Make eco–chic choices for your home


Eco wooden chairs
Wooden chairs are eco-friendly for a healthy home
© Green Design: A Healthy Home Handbook by Alan Berman

With global warming on the up and natural resources diminishing, savvy home shoppers are going green. But how do you spot an environmental no–no from a save the planet go–go? In his book ‘Green design: A Healthy Home Handbook’, Alan Berman shows us how small changes to our furniture can make a big difference to our environment.

The choice of any item for the home, such as a chair, floor covering or paint, may seem a straightforward matter. But dig a little deeper into the origins of that item and a vast web of global and personal health issues is revealed. At every stage, from the raw materials used, to manufacture and transport and through its useful life until it is discarded, every household item has an impact on our environment – and thus on our lives.
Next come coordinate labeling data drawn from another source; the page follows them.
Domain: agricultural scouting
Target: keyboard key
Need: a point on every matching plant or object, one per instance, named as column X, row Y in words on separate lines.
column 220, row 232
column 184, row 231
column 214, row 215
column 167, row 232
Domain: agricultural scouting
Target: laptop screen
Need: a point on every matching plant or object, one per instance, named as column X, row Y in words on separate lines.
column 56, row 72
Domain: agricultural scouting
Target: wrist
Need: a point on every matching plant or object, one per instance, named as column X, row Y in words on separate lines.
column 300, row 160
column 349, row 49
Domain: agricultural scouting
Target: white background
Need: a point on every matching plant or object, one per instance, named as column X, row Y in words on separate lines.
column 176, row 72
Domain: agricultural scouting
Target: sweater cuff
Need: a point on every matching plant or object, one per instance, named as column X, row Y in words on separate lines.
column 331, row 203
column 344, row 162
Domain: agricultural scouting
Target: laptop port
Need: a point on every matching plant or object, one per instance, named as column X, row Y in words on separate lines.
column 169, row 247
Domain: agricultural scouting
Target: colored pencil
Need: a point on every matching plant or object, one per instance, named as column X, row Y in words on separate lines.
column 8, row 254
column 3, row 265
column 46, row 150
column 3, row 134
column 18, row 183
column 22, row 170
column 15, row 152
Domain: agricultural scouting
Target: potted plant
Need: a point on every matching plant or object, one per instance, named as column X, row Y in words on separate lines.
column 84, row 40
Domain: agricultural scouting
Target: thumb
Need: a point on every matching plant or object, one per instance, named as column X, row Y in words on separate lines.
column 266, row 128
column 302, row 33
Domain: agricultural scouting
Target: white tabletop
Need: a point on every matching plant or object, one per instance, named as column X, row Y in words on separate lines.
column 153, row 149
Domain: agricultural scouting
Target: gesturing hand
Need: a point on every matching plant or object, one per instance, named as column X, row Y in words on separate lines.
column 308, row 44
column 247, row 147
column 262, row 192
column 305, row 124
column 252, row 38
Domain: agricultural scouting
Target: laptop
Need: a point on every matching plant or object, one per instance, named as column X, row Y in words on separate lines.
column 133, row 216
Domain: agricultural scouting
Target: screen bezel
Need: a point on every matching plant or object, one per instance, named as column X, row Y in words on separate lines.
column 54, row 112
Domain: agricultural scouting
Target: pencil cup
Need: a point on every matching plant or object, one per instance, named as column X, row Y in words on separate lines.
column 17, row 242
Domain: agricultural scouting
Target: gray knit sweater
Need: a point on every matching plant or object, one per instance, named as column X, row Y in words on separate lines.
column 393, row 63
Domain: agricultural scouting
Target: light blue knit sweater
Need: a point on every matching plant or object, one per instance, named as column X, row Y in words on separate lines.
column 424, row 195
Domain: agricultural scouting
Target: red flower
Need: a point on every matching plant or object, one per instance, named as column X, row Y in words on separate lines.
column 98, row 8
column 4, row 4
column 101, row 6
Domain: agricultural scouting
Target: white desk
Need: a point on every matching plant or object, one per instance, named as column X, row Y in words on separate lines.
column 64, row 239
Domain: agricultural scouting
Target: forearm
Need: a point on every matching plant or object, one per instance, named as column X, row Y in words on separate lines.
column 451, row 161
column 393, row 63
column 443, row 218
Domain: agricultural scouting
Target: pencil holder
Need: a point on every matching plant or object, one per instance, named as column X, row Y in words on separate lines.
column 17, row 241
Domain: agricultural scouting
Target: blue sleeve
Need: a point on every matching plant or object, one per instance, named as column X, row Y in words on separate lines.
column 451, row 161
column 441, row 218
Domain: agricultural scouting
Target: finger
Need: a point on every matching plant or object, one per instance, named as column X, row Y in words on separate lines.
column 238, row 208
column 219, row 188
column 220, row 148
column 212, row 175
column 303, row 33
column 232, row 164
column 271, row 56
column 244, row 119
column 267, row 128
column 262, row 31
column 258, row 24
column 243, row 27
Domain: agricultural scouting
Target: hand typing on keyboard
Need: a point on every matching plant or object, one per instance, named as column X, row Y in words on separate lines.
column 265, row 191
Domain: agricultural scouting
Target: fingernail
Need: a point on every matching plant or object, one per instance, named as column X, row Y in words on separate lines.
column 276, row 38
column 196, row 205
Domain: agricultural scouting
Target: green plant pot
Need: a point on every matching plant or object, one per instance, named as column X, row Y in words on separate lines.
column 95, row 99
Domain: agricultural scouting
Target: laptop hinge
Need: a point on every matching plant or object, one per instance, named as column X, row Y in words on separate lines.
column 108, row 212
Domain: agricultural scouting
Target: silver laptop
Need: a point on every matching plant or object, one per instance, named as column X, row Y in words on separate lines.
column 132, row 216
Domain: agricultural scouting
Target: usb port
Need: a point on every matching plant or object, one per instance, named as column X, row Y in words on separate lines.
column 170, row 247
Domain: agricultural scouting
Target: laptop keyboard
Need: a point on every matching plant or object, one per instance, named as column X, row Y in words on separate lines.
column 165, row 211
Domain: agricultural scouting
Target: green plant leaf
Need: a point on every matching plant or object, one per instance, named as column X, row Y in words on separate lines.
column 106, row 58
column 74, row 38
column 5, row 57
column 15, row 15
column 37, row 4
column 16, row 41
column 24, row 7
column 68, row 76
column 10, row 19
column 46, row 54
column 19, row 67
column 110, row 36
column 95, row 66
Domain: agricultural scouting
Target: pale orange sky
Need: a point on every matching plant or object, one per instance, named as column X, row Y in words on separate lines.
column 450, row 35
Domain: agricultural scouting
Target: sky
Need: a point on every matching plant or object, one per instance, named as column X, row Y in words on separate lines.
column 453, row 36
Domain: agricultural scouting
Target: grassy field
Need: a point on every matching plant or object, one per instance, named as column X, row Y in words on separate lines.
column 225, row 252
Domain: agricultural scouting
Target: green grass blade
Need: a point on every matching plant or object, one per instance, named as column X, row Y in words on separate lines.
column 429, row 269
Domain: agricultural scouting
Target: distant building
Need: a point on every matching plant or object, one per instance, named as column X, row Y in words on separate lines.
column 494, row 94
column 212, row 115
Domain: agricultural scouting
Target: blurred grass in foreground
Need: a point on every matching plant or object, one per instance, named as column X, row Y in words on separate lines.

The global environmental crisis stems from the fact that while nature works with benign and productive life cycles, industrial processes are usually destructive. Nature’s cycles are like a closed loop – biological processes, fuelled by the sun, make materials that grow and have a useful life until they bio–degrade, becoming a resource from which new materials can grow. In contrast, many first–generation industrial processes are linear: they take resources, use energy to process them, and make products with a short lifespan and by–products that become useless, often poisonous, waste.

An eco-chic dining room
© Argos

Eco–chic chairs

Two simple chairs, both classics of design – a traditional ladderback chair with solid wood legs, seat and back, and a chair with a moulded plywood seat and back and chrome–plated steel legs – illustrate these differences.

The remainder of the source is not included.